As Steve Benen once wrote:
Just over the last week, evidence of Sen. Rand Paul (R-Ky.) presenting others’ work as his own has come to public light over and over and over and over and over again. This afternoon, Andrew Kaczynski found yet another instance in which part of the senator’s most recent book plagiarized an article from Forbes magazine.
With new revelations popping up at least once a day, the Kentucky Republican decided to address the controversy by talking to the New York Times.
Senator Rand Paul of Kentucky, who in recent weeks has had to explain a
series of plagiarism charges, said in an interview Tuesday that he was
being held to an unfair standard, but that there would be an office
“restructuring” to prevent future occurrences.
Sitting in a conference room in his Senate office complex, Mr. Paul,
drawn and clearly shaken by the plagiarism charges, offered a mix of
contrition and defiance…. Acknowledging that his office had “made
mistakes,” he said he was putting a new system in place to ensure that
all of his materials are properly footnoted and cited.
The quotes in the Times piece are remarkable, in that it seems
the senator feels put upon – as if having to play by the same rules as
high-school kids who are taught not to present others’ work as their
own is some kind of imposition.
“What we are going to do from here forward, if it will make people
leave me the hell alone, is we’re going to do them like college
papers,” Paul told the Times.
Dear MSNBC. I think Rand Paul may have said that in comic sans.
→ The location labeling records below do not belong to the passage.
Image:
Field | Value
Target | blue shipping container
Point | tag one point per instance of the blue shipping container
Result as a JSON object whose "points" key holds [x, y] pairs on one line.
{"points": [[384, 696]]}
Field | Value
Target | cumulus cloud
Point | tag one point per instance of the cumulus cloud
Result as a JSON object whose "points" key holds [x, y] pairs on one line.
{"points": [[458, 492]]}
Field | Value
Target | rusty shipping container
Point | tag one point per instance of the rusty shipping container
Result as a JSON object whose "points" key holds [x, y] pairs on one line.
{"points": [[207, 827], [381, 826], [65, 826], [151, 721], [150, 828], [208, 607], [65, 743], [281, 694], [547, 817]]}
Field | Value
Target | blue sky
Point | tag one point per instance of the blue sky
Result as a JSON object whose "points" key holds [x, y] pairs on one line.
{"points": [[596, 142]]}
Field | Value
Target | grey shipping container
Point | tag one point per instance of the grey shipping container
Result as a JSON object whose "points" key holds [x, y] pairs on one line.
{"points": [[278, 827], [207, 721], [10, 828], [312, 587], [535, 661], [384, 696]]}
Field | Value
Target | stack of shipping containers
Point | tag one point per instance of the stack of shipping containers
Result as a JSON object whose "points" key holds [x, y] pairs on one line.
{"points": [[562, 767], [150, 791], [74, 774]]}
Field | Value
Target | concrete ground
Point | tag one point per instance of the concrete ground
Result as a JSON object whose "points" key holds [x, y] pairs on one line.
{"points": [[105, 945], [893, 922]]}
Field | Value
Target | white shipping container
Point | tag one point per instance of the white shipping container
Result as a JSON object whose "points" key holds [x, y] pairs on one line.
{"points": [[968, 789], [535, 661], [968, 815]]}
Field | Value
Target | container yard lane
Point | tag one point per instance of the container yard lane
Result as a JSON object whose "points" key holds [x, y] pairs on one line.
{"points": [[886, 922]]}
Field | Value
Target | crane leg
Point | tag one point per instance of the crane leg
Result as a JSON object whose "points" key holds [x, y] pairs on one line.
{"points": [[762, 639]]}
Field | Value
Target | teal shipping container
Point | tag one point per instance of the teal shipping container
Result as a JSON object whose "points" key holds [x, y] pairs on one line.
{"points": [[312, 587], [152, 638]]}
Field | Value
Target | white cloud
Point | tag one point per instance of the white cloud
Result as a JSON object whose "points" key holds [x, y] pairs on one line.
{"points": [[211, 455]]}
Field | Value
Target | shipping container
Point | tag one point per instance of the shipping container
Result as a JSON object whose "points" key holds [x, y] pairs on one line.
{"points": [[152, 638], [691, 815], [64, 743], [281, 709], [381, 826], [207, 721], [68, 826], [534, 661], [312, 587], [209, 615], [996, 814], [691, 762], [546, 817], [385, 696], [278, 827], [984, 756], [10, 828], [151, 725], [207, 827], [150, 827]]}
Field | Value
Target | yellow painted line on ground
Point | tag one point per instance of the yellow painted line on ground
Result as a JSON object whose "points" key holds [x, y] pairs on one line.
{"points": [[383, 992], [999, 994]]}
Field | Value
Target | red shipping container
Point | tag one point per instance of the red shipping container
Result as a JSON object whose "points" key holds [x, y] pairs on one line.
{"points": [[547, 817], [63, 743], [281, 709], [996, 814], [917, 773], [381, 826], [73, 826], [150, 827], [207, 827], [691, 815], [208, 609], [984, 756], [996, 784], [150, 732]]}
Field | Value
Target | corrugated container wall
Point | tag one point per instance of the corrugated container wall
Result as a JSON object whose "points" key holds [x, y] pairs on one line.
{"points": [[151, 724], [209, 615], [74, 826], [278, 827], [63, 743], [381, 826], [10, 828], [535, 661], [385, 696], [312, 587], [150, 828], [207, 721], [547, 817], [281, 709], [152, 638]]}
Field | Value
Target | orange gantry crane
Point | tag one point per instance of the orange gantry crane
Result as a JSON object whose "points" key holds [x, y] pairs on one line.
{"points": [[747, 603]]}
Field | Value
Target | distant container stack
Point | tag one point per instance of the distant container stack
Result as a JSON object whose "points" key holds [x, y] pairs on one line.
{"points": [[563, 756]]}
Plagiarism is the "wrongful appropriation" and "purloining and
publication" of another author's "language, thoughts, ideas, or
expressions," and the representation of them as one's own original work.1/
But not every collection of words is worthy of being considered "an
author's language, thoughts, ideas or expressions." Sometimes, they are
just recitations of fact that can't be usefully expressed in much more
than one way. And not all appropriations are "wrongful" and constitute
purloining.
In a speech, an introductory sentence saying what a
movie is about is not "presenting others' work as your own." If you ask
me what Gattaca was, and I cut and paste from Wikipedia, I am not
claiming that what I responded with is an original work of authorship.
The only part of this whole "scandal" that I agree with is the criticism
of using extended, unattributed quotes in his book. That is probably not cool. I say probably because I wasn't sufficiently intrigued to read the lifted passages or ponder whether they should be considered an instance of purloined authorship.
Even then, I
don't really like the obsession over attribution, particularly as to
small passages or generic descriptive statements. I find it tedious, as a
reader or listener, to hear people say "as so-and-so said" or "as
so-and-so wrote in his book "The Thingamajig". How annoying would it be
to read an article about Death Valley that began with "Death Valley is a
desert valley located in Eastern California. Situated within the Mojave
Desert, it is the lowest, hottest and driest area in North America,
according to its Wikipedia page" ? Pretty annoying, in my opinion.
1/ According to the Wikipedia article on plagiarism,
citing the 1995 Random House Compact Unabridged Dictionary; see also
Stepchyshyn, Vera; Robert S. Nelson (2007). Library plagiarism policies.
Assoc of College & Resrch Libraries. p. 65. ISBN 0-8389-8416-9.